# Sinp programme



## jeesica2005 (Oct 8, 2011)

Tonight I'm feeling frustrated about not being able to find any leads on a job offer which is now required as part of the immigration in Saskatchewan. Does anyone have some good advice as to what employers are happy to take on this programme. Because our family member is in Saskatchewan we have to initially live and work there.
Any help would be so great right now, thanks xxx


----------



## irishgirl33 (Nov 8, 2010)

jeesica2005 said:


> Tonight I'm feeling frustrated about not being able to find any leads on a job offer which is now required as part of the immigration in Saskatchewan. Does anyone have some good advice as to what employers are happy to take on this programme. Because our family member is in Saskatchewan we have to initially live and work there.
> Any help would be so great right now, thanks xxx


what line of work are you looking for? then someone might be able to offer some advice/leads
good luck


----------



## jeesica2005 (Oct 8, 2011)

irishgirl33 said:


> what line of work are you looking for? then someone might be able to offer some advice/leads
> good luck


Yes, good thought.
My husband is the area sales manager for 3 shops for Bradford builders merchant, equivalent to Lowes, Homedepot and Menards in Canada/USA. Management in general would tick the boxes. He's been in management for 20 years, he's 41.
Any leads would be brilliant!


----------



## dealdish (Mar 9, 2012)

jeesica2005 said:


> Yes, good thought.
> My husband is the area sales manager for 3 shops for Bradford builders merchant, equivalent to Lowes, Homedepot and Menards in Canada/USA. Management in general would tick the boxes.

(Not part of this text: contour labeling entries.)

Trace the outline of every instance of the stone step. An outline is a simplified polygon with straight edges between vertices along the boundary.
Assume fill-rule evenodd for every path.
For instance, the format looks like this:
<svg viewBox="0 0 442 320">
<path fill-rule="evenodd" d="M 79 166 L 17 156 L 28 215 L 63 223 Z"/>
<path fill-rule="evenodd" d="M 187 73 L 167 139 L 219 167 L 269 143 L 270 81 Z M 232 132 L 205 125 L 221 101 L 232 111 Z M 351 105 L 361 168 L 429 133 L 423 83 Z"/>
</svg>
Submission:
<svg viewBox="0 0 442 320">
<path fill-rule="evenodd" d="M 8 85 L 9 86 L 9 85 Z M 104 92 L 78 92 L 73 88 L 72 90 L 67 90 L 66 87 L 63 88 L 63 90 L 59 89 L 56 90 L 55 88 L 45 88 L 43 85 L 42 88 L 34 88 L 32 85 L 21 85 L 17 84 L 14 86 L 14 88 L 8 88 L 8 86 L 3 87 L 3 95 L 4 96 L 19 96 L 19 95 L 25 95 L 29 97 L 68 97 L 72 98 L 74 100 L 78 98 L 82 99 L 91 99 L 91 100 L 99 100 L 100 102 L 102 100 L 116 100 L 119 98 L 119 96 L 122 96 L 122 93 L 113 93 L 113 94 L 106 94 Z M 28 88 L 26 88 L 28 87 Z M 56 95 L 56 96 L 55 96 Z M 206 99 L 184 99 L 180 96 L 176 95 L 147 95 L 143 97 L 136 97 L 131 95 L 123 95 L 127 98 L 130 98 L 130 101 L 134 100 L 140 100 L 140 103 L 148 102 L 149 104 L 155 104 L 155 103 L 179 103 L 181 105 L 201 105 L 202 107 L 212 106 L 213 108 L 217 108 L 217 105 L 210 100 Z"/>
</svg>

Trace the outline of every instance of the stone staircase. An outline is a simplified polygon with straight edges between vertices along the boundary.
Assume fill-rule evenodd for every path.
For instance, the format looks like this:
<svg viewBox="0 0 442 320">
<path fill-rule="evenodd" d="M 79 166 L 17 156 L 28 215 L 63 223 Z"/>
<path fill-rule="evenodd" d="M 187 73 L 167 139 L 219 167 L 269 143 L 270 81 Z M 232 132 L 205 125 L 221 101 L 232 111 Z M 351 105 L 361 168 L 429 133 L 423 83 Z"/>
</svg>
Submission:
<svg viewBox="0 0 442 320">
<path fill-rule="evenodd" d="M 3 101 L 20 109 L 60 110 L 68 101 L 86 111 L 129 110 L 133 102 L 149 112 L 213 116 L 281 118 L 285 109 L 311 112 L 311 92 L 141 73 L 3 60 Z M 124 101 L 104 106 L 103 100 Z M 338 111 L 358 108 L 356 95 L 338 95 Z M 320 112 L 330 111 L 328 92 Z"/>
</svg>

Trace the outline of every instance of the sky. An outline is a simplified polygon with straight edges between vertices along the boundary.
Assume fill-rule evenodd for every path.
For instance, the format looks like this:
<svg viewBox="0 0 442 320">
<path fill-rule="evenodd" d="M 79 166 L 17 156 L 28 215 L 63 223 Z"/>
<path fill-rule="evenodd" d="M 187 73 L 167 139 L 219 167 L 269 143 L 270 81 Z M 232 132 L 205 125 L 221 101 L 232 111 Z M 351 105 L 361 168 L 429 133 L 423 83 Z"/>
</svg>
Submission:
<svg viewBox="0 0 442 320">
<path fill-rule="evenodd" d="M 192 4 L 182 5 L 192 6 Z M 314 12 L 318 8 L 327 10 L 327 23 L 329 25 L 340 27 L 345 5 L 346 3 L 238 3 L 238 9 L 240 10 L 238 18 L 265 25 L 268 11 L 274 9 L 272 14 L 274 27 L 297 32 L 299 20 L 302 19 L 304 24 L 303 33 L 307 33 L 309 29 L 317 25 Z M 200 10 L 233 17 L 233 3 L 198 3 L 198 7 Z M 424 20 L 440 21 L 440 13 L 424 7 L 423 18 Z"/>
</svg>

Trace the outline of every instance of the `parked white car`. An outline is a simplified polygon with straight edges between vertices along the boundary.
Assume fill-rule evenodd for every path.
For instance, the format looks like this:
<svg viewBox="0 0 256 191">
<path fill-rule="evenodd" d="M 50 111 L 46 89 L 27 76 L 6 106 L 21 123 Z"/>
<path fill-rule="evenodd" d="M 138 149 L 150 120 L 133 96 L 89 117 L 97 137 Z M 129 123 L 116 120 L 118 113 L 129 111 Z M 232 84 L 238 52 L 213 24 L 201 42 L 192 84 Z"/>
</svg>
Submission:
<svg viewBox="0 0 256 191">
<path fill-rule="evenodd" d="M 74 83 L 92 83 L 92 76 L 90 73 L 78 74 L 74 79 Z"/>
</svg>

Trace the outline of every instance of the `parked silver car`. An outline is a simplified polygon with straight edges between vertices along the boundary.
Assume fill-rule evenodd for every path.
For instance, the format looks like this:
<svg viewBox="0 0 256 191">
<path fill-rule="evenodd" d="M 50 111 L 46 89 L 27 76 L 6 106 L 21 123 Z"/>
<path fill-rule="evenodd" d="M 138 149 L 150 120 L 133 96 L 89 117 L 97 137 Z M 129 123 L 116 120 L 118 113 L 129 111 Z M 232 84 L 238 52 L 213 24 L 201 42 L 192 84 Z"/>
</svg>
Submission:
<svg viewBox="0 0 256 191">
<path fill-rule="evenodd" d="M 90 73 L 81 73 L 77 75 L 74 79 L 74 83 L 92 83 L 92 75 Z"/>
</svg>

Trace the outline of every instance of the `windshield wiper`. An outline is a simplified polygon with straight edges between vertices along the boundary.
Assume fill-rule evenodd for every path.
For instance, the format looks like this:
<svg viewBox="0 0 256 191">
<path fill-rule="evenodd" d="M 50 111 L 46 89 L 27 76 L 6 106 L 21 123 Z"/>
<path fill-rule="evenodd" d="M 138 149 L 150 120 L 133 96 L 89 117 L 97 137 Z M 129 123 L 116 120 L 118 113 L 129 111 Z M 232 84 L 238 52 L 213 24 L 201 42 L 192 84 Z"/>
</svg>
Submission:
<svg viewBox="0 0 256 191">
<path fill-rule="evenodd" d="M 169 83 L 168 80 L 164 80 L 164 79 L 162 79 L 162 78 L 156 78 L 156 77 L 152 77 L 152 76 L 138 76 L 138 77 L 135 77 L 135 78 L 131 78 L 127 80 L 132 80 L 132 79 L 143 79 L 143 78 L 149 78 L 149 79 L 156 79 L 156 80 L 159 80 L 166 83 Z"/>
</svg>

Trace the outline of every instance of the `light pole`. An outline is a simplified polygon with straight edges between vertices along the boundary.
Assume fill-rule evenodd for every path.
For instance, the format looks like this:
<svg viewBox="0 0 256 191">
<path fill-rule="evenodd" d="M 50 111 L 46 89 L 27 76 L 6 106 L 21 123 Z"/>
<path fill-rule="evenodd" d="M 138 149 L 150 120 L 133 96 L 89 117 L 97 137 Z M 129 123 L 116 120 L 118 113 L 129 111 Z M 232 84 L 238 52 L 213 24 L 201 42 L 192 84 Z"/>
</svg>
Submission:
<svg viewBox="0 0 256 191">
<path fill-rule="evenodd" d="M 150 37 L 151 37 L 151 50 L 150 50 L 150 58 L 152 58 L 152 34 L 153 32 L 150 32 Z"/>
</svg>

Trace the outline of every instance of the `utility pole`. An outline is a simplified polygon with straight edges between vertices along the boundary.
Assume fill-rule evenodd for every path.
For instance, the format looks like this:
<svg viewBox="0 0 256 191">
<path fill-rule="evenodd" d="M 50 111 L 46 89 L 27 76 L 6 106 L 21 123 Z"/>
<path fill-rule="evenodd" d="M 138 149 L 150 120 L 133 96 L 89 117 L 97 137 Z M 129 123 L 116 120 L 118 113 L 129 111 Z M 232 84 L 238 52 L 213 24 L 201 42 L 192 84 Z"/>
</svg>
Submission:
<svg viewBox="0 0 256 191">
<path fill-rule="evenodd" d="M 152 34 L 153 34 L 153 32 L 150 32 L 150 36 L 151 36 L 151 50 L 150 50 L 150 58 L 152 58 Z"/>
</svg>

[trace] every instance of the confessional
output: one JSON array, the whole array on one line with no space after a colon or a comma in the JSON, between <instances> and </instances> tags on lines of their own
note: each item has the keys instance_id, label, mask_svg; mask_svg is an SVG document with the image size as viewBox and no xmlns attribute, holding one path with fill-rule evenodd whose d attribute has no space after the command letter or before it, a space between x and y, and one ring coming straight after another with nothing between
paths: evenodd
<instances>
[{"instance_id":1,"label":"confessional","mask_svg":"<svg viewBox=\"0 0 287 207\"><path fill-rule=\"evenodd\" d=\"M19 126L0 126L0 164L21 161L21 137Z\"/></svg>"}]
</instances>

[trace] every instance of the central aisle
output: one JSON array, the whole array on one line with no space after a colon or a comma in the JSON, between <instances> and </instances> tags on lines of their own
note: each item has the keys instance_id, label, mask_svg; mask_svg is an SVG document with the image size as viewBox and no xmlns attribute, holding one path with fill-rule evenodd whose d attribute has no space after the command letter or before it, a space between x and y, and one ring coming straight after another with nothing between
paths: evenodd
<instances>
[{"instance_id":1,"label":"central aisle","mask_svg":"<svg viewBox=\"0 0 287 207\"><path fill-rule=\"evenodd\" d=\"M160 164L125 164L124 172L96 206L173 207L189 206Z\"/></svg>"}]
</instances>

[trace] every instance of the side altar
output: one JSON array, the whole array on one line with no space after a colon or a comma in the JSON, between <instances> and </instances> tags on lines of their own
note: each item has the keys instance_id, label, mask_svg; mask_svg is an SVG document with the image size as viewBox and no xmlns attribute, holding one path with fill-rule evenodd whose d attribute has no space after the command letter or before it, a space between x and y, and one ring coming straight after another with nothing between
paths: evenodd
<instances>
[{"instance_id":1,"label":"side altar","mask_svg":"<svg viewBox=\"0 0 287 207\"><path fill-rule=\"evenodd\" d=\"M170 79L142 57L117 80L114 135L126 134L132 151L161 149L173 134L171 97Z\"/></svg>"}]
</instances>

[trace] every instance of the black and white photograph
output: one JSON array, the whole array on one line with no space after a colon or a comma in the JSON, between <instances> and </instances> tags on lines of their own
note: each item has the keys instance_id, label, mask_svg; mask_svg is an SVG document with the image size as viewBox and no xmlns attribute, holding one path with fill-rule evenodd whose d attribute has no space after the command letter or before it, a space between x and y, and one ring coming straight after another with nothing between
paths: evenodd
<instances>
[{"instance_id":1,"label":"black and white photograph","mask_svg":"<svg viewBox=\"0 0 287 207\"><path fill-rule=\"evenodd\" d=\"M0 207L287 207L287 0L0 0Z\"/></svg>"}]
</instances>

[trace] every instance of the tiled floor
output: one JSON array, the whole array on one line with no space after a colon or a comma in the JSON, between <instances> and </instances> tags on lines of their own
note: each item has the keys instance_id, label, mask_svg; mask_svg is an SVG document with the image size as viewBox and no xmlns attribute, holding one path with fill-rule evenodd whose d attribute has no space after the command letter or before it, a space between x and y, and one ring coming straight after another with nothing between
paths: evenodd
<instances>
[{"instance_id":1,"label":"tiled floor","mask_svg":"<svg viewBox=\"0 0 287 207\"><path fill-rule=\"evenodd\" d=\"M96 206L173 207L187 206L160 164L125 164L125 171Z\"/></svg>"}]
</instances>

He's been in management for 20 years, he's 41.
> Any leads would be brilliant!


have u looked at saskjobs for work.


----------



## soon2be (Aug 26, 2012)

You dont have to have a job offer if you are applying through the family stream in SINP. You simply have to have a family member who is willing to support you. It will assist your case though if you have a job qualification that is under the NOC codes or that is a recognised trade as per the saskimmigration.ca website.


----------